“Yes, yes,” said Shrank. “But a blind man, and you—?”
“Because.” I took a deep breath and let it out. “You’re Mr. Fixit”
Shrank shut his eyes, spun his thoughts, chose a reaction. Laughed.
“Fixit? Fixit! Ridiculous! Why would you think?”
“Because.” I walked on, making him dog-trot to follow. I talked to the mist which gathered ahead. “Henry smelled someone crossing the street, many nights ago. The same smell was in his tenement hall, and here now tonight. And the smell is you.”
The rabbit palpitation shook the little man again, but he knew he was still clear. Nothing was proven!
“Why,” he gasped, “would I prowl some downtown lousy tenement I wouldn’t dream to live in, why?”
“Because,” I said, “you were looking for Lonelies. And damn fool stupid dumb me, blinder than Henry, helped you find them. Fannie was right. Constance was right! I was the death goat after all. Christ, I was Typhoid Mary. I carried the disease, you, everywhere. Or at least you followed. To find Lonelies.” A drumbeat of breath. “Lonelies.”
Almost as I said it, both Shrank and I were seized with what were almost paroxysms. I had spoken a truth that was like a furnace lid thrown back so the heat scorched out to sear my face, my tongue, my heart, my soul.
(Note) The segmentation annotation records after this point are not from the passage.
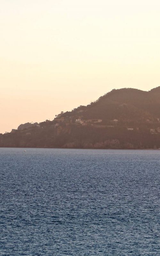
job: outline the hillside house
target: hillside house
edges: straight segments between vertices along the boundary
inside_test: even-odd
[[[127,128],[128,131],[133,131],[134,129],[133,128]]]
[[[76,119],[76,120],[75,122],[76,122],[76,123],[80,123],[81,122],[81,118],[78,118],[77,119]]]
[[[156,133],[156,131],[155,129],[150,129],[150,132],[152,134],[154,134],[154,133]]]

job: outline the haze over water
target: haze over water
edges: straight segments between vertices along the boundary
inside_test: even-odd
[[[157,256],[160,151],[0,148],[1,255]]]

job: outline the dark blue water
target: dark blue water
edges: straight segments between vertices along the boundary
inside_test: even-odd
[[[160,255],[160,151],[0,148],[0,255]]]

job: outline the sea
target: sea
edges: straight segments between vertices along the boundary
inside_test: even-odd
[[[0,148],[0,256],[159,256],[160,171],[158,150]]]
And Shrank? I was describing his unguessed life, his need; all yet to be revealed and admitted, but I knew I had at last yanked the asbestos up and the fire was in the open.
“What was that word?” asked Shrank, some ten yards off and motionless as a statue.
“Lonelies. You said the word. You described them last month. Lonelies.”
And it was true. A funeral march of souls went by in a breath, on soundless feet, in drifts of fog. Fannie and Sam and Jimmy and Cal and all the rest. I had never put a proper label on them. I had never seen the carry-over that tied them all and made them one.
“You’re raving,” said Shrank. “Guessing. Making up. Lying. None of this has to do with me.”
But he was looking down at the way his coat was run up on his skinny wrists and the weathermarks of late-night sweats down his coat. His suit seemed to be diminishing even as I watched. He writhed in his own pale skin, underneath.
I decided to attack.
“Christ, you’re rotting even as you stand there. You’re an affront. You hate everything, all, anything in the world. You told me that just now. So you attack it with your dirt, your breath. Your underwear is your true flag, so you run it up a pole to ruin the wind. A. L. Shrank. Proprietor of the Apocalypse!”
He was smiling, he was overjoyed. I had complimented him with insults. I was paying attention. His ego roused. Without knowing it, I had made and baited a trap.
What now? I thought. What, what, for God’s sake do I say now, now? How draw him out? How finish him?
But he was walking ahead again now, all inflated with insults, all magnificent with the medals of ruin and despair I had pinned to his greasy tie.
We walked. We walked. We walked.
My God, I thought, how long do we walk, how long do we talk, how long does this go on?
This is a movie, I thought, one of those unbelievable scenes that continue and continue when people explain and others talk back and people say again,
It can’t be.
It is.
He’s not sure what I know and I’m not sure that I know, either, and both of us wonder if the other is armed.
“And both of us are cowards,” said Shrank.
And both are afraid to test the other.”
The Carpenter went on. The Oyster followed.
We walked.
And it was not a scene from a good or bad film where people talked too much; it was a scene growing late at night and the moon vanishing to reappear as the fog thickened and I was having a dialogue with Hamlet’s father’s idiot psychiatrist’s friend’s ghost.